The study made use of a mutant zebrafish strain that models human Hirschsprung disease, caused by loss of the gut neurons that coordinate gut contractions. Just like Hirschsprung disease patients, who sometimes develop an inflammatory condition called Hirschsprung-associated enterocolitis, a subset of the fish developed intestinal inflammation. They successfully tracked how gut bacterial abundances influenced inflammation. Fish with intestinal inflammation had a larger abundance of a subset of bacteria that appeared to be pro-inflammatory, which they confirmed by dosing the fish with one of these bacteria and finding that it increased the severity of disease symptoms.
They also found a subset of bacteria that was depleted in the inflamed intestines, but present in the mutant fish that remained disease-free. Dosing the fish with a strain of these depleted bacteria ameliorated the disease. Finally, they showed that they could cure the inflammation by transplanting gut neurons from healthy fish into the diseased fish.

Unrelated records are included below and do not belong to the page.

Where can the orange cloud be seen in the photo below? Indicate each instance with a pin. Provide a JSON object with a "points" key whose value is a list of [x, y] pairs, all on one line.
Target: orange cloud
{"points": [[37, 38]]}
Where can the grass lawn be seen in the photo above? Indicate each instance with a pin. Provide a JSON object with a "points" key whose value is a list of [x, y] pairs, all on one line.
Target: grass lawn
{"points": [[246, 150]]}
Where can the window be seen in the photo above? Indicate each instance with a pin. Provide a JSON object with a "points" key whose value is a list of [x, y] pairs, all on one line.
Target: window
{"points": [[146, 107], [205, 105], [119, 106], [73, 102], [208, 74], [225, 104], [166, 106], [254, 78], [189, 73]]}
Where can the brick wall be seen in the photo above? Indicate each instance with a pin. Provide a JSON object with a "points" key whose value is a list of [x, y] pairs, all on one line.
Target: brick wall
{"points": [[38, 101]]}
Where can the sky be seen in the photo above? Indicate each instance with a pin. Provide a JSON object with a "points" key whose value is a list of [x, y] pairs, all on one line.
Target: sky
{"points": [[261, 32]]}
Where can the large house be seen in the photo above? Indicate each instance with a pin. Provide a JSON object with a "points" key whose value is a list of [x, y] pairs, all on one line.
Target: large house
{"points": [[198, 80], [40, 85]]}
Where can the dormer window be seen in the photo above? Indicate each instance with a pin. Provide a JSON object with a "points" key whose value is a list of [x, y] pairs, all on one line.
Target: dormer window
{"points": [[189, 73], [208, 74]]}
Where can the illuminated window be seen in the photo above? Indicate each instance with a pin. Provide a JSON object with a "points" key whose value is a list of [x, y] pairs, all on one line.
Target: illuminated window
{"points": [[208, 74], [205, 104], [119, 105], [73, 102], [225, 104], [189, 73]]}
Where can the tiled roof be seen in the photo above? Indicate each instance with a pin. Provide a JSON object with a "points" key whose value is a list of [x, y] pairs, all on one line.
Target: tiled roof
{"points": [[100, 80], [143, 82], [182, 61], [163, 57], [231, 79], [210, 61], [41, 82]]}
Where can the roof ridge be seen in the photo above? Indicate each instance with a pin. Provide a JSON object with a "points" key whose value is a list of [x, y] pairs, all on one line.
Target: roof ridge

These studies demonstrate that inflammatory intestinal pathologies, such as Hirschsprung-associated enterocolitis or inflammatory bowel disease, can be explained as an overgrowth of certain pro-inflammatory groups of bacteria or a loss of anti-inflammatory bacteria. “When we started this work, very few people were thinking about how the nervous system and gut bacteria interact,” said Eisen, UO’s Institute of Neuroscience. “Our studies demonstrate how important it is to consider all the interacting cells of an organ, including the microbial cells.”
“Human microbiomes can be overwhelmingly variable due to differences between people’s environments, diets and genetics,” said Guillemin, a biologist and member of the UO’s Institute of Molecular Biology. “The zebrafish model allowed us to control those variables and see how bacterial strains tracked with inflammation. From these patterns, we could show that the drivers of disease can be a very few members of a complex microbial community.”
Identifying the bacteria that drive and protect against disease is the first step toward developing microbial interventions and therapies, said Rolig, UO’s Institute of Molecular Biology. “The fact that we could alleviate inflammation by adding back a single key bacterial strain, suggests that it could be useful as a probiotic for inflammatory diseases,” said Rolig, National Institutes of Health-funded Microbial Ecology and Theory of Animals Center for Systems Biology, known as the META Center, which Guillemin heads. The next steps are to use what they have learned from this zebrafish model of gut inflammation to design better probiotics to treat intestinal inflammation.